Probability mass/density distribution have defined generating functions which faciliate the derivation and the understanding of different probability distributions.

Probability generating functions for discrete variables

The probability generating function is defined as

\[ \Phi_X(t) = E[t^X] = \sum_{k=0}^{\infty} P(X=k) t^k \]

which is a power series representation of the probability mass function of the random variables. The probability of random variable \(X=k\) is generated by

\[ P(X=k) = \frac{\Phi_X^{(k)}(0)}{k!} \]

If random variables have equal probability generating functions, then they have identical distributions.

moments gotten from derivatives

Two important results (mean and variance) can be obtained by differentiating \(\Phi_X(t)\) with respect to \(t\). The first derivative is

\[ \frac{d\Phi_X(t)}{dt} = \sum_{k=0}^{\infty} kP(X=k)t^{k-1} \]

and the second derivative is

\[ \frac{d^2\Phi_X(t)}{dt^2} = \sum_{k=0}^{\infty} k(k-1)P(X=k)t^{k-2} \]

We assign \(t=1\) and get

\[ \Phi'_X(1) = E(X) \]

\[ \Phi''_X(1) = E(X^2)-E(X) \]

So from derivates of \(\Phi_X(t)\) we get

\[ V(X) = E(X^2)-[E(X)]^2 = \Phi''_X(1) + \Phi'_X(1) - [\Phi'_X(1)]^2 \]

sum of multivariate discrete distributions

For a multivariate discrete distribution, the original \(\Phi_X(t)\) is defined as

\[ \begin{aligned} \Phi_{X+Y}(t) &= \sum_{k=0}^{\infty} P(X+Y=k)t^k \\ &= \sum_{k=0}^{\infty} t^k \sum_{r=0}^{r=k} P(X=r)P(Y=k-r) \\ &= \sum_{k=0}^{\infty}\sum_{r=0}^{r=k} P(X=r)t^rP(Y=k-r)t^{k-r} \\ &= \sum_{r=0}^{\infty}\sum_{k=r}^{\infty} P(X=r)t^rP(Y=k-r)t^{k-r} \end{aligned} \]

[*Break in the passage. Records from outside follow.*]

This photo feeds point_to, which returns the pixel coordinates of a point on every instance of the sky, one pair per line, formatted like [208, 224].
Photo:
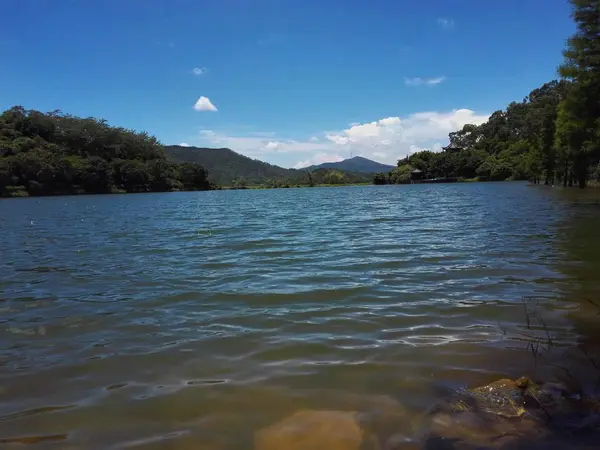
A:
[290, 82]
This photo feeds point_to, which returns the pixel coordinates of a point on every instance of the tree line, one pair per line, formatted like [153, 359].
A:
[551, 136]
[56, 153]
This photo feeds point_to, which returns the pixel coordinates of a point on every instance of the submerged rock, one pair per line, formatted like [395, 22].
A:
[312, 430]
[509, 414]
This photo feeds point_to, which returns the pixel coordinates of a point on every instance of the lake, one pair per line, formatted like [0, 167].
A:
[191, 320]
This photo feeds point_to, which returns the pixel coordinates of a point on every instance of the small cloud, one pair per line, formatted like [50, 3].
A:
[320, 158]
[445, 22]
[417, 81]
[204, 104]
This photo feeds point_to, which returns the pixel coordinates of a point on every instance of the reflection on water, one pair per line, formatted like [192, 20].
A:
[196, 319]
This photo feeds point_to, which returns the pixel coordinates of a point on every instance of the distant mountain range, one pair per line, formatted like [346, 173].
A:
[224, 166]
[358, 164]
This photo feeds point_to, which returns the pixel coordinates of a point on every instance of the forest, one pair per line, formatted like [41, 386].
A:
[552, 136]
[56, 153]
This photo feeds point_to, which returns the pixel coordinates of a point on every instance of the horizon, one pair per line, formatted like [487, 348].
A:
[293, 86]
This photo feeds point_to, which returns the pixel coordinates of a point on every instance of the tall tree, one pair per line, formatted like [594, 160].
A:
[582, 104]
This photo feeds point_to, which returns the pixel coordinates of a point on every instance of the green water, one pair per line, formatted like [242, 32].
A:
[190, 320]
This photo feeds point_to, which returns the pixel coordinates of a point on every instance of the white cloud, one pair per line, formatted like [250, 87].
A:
[319, 158]
[385, 140]
[417, 81]
[204, 104]
[445, 22]
[261, 145]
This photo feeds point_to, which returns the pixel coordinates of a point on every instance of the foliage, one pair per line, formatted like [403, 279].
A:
[552, 135]
[401, 174]
[380, 178]
[56, 153]
[225, 166]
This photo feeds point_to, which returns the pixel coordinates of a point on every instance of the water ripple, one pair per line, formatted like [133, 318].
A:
[141, 313]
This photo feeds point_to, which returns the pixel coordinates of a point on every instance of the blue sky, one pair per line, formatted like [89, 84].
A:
[291, 82]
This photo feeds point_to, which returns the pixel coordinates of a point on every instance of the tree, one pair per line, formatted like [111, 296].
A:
[55, 153]
[380, 178]
[582, 67]
[334, 177]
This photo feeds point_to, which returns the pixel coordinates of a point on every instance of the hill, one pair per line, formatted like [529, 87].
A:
[56, 153]
[224, 165]
[358, 164]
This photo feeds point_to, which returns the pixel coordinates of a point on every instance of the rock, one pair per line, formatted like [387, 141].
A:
[312, 430]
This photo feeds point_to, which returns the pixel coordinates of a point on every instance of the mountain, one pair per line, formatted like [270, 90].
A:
[225, 165]
[357, 164]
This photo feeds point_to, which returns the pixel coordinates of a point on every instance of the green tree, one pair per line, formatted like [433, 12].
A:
[380, 178]
[582, 67]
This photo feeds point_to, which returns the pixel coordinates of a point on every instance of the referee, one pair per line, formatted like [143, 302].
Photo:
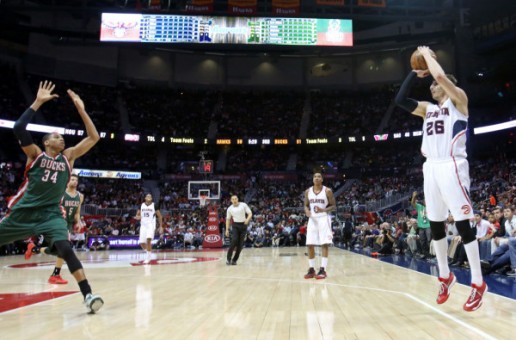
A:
[237, 211]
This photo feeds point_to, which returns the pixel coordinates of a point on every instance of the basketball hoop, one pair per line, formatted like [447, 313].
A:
[202, 200]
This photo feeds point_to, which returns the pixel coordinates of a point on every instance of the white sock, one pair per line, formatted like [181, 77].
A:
[474, 262]
[441, 253]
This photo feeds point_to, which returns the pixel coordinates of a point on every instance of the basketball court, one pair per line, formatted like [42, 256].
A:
[195, 295]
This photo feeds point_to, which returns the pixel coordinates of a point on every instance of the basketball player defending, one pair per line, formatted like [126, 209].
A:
[71, 204]
[35, 209]
[446, 171]
[319, 201]
[237, 212]
[147, 216]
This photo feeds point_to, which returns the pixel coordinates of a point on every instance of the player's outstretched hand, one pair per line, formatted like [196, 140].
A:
[77, 101]
[45, 90]
[422, 73]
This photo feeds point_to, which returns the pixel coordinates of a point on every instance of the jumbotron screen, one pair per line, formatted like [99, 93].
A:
[164, 28]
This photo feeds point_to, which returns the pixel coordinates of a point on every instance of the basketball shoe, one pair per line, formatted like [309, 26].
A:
[28, 252]
[310, 274]
[321, 274]
[444, 290]
[475, 299]
[57, 280]
[93, 303]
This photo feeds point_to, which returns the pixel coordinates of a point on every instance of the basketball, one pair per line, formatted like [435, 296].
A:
[417, 62]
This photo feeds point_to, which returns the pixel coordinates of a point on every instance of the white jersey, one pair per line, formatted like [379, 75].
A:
[238, 213]
[319, 200]
[444, 132]
[148, 214]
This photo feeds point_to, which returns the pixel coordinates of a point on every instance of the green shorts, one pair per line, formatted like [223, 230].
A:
[22, 223]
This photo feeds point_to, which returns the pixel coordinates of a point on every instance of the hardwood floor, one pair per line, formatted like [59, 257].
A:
[194, 295]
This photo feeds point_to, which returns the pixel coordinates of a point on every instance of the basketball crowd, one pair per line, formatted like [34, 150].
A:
[360, 176]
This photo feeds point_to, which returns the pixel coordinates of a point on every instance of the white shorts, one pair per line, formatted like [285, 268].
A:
[447, 189]
[146, 231]
[318, 231]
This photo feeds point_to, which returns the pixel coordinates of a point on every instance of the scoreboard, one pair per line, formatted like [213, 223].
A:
[164, 28]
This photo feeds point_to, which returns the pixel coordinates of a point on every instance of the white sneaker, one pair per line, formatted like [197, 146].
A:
[93, 303]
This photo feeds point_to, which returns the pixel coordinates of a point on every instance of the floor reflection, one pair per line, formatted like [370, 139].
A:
[498, 284]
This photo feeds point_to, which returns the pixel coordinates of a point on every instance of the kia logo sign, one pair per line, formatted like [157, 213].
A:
[212, 238]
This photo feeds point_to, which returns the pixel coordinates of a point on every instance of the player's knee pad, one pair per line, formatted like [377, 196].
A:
[65, 251]
[438, 230]
[465, 231]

The change of summation order is analogous to the change of integration order

\[ \int_0^{\infty}dy \int_0^y dx = \int_0^{\infty} dx \int_x^{\infty} dy \]

Thus, the probability generating function of variable \(X+Y\) is equal to the product of respective probability generating functions of \(X\) and \(Y\)

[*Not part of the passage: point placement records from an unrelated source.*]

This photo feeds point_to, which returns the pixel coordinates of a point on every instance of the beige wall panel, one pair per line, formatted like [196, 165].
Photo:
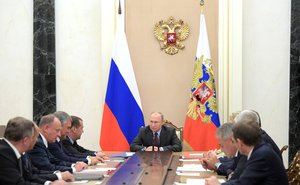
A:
[164, 80]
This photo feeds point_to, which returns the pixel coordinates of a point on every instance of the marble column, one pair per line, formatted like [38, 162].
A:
[294, 125]
[44, 77]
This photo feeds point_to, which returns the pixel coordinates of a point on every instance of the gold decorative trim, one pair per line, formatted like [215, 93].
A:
[171, 33]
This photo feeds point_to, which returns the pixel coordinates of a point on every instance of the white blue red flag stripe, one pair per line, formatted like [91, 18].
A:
[122, 114]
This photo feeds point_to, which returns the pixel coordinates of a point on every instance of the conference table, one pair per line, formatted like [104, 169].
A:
[154, 168]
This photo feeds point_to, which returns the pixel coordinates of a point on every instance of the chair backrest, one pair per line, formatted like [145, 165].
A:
[179, 130]
[293, 171]
[2, 129]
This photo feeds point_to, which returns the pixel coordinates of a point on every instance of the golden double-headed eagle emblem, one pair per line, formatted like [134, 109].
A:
[171, 33]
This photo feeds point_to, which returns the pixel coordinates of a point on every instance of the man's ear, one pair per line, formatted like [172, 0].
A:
[73, 129]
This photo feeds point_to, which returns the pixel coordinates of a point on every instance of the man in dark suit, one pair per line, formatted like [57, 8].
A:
[263, 165]
[251, 115]
[233, 166]
[40, 156]
[156, 137]
[57, 149]
[70, 142]
[19, 137]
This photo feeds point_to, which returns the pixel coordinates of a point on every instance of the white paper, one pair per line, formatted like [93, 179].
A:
[191, 167]
[196, 154]
[199, 181]
[188, 174]
[96, 170]
[79, 182]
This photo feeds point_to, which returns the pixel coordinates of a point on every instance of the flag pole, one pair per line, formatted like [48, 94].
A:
[119, 9]
[202, 5]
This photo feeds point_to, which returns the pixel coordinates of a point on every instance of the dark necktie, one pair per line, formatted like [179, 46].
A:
[155, 140]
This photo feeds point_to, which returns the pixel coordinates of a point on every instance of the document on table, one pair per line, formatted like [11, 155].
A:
[123, 155]
[79, 182]
[96, 170]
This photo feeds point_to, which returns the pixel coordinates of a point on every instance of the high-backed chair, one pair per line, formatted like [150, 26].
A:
[179, 130]
[2, 129]
[293, 171]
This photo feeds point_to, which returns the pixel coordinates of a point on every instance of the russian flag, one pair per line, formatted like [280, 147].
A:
[202, 118]
[122, 114]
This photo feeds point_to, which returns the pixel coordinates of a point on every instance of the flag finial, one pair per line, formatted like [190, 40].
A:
[202, 5]
[119, 9]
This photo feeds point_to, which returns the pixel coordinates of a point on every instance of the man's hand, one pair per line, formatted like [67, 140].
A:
[100, 154]
[151, 148]
[209, 161]
[212, 181]
[80, 166]
[67, 176]
[58, 182]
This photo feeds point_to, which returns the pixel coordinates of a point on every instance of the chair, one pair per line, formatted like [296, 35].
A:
[179, 130]
[293, 171]
[284, 148]
[2, 129]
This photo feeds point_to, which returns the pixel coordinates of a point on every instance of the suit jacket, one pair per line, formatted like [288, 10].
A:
[263, 167]
[232, 166]
[44, 160]
[31, 173]
[167, 139]
[10, 169]
[267, 139]
[74, 148]
[57, 150]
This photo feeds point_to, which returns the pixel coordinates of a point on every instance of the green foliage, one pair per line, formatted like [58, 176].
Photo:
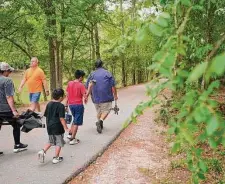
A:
[190, 65]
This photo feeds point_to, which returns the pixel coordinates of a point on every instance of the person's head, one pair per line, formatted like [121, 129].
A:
[5, 69]
[58, 94]
[34, 62]
[98, 63]
[79, 74]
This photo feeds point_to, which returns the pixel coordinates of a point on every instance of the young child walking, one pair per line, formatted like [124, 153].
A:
[56, 126]
[76, 95]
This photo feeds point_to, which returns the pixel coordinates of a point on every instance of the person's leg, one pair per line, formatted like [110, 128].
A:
[57, 151]
[16, 133]
[38, 107]
[59, 143]
[104, 110]
[47, 146]
[78, 114]
[34, 99]
[74, 131]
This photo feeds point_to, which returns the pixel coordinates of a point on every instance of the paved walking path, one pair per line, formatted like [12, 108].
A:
[24, 168]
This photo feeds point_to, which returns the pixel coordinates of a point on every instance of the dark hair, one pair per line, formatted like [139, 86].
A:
[98, 63]
[57, 93]
[79, 73]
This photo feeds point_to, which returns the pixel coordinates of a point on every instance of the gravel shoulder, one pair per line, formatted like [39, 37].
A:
[139, 155]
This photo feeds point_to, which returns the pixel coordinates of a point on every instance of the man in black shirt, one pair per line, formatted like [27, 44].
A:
[8, 110]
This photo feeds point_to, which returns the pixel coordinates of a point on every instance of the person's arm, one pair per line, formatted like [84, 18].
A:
[62, 117]
[90, 85]
[63, 122]
[21, 85]
[11, 103]
[45, 86]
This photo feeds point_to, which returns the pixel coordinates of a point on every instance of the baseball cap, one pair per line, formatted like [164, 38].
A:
[5, 67]
[98, 63]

\[ \Phi_{X+Y}(t) = \Phi_X(t) \Phi_Y(t) \]

which also stands for moments generating functions.

Moments generating functions

Moments generating functions are defined as

\[ M_X(t) = E[e^{Xt}] = \begin{cases} \sum_i e^{tx_i} P(X=x_i) & \text{for a discrete distribution} \\ \int e^{tx} f(x) dx & \text{for a continuous distribution} \end{cases} \]

The exponent can be expand as a power series as

\[ M_X(t) = E[e^{tX}] = E[\sum_{k=0}^{\infty} \frac{X^k}{k!} t^k] = \sum_{k=0}^{\infty} \frac{t^k}{k!} E[X^k] \]

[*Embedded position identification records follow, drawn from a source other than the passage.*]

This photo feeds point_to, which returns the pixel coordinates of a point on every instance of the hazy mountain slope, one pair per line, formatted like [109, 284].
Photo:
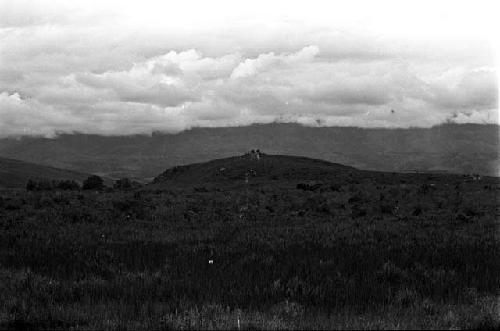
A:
[463, 148]
[15, 173]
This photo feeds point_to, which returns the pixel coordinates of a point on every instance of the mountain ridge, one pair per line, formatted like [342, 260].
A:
[15, 173]
[458, 148]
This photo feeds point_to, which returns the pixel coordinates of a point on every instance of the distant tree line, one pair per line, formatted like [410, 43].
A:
[92, 182]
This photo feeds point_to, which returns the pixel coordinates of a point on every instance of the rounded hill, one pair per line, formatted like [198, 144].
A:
[255, 166]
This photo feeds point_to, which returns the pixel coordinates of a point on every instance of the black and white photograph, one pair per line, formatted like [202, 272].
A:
[249, 165]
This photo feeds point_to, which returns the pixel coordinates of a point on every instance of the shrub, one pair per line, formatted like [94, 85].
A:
[93, 183]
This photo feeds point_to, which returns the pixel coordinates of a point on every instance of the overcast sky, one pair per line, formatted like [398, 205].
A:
[122, 67]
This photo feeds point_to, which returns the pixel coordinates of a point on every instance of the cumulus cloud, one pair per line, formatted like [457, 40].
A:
[113, 75]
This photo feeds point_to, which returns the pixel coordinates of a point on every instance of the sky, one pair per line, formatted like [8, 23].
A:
[128, 67]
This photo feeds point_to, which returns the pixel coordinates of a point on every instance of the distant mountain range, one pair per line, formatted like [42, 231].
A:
[15, 174]
[460, 148]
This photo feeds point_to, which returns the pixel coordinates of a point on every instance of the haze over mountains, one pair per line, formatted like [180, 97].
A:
[461, 148]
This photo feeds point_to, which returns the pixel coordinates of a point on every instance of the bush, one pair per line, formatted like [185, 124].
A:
[122, 184]
[93, 182]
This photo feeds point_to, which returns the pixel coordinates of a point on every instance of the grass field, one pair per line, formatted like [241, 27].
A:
[274, 255]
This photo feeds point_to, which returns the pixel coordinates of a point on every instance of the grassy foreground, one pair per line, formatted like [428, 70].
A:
[278, 256]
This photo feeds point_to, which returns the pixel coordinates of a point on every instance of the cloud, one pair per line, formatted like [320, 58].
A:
[263, 62]
[112, 69]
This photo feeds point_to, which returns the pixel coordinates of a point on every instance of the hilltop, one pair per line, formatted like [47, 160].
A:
[267, 167]
[15, 173]
[456, 148]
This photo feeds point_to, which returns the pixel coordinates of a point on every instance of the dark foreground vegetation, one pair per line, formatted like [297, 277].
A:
[373, 252]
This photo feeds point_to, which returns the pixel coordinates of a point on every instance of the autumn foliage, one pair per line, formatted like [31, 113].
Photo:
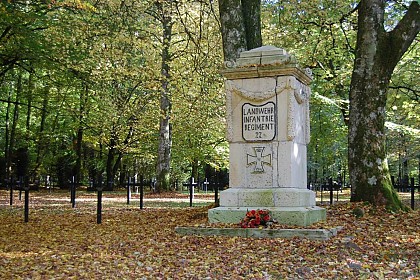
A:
[60, 242]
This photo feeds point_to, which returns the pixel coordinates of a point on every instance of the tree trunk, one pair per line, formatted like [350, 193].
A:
[78, 148]
[12, 139]
[232, 28]
[43, 141]
[109, 165]
[165, 141]
[240, 26]
[252, 21]
[377, 53]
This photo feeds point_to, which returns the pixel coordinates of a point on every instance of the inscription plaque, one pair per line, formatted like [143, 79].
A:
[259, 122]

So moments of different orders can generated from corresponding derivates of \(M_X(t)\)

\[ E[X^k] = M_X^{(k)}(0) \]

sum of multivariate distributions

Similarly, for an independent multivariate \(X+Y=N\) distribution, the moments generating function is defined as

\[ \begin{aligned} M_{X+Y}(t) &= E[e^{(X+Y)t}] \\ &= \int_{0}^{\infty} e^{nt} f_{X+Y}(n) dn \\ &= \int_{0}^{\infty} e^{nt} dn \int_{0}^{n} f_X(x)f_Y(n-x) dx \\ &= \int_{0}^{\infty} dn \int_{0}^{n} e^{(n-x)t} e^{xt} f_X(x)f_Y(n-x) dx \\ &= \int_{0}^{\infty} dx \int_{x}^{\infty} e^{(n-x)t} e^{xt} f_X(x)f_Y(n-x) dn \\ &= \int_{0}^{\infty} e^{xt} f_X(x) dx \int_{x}^{\infty} e^{(n-x)t} f_Y(n-x) dn \\ &= M_{X}(t)M_{Y}(t) \end{aligned} \]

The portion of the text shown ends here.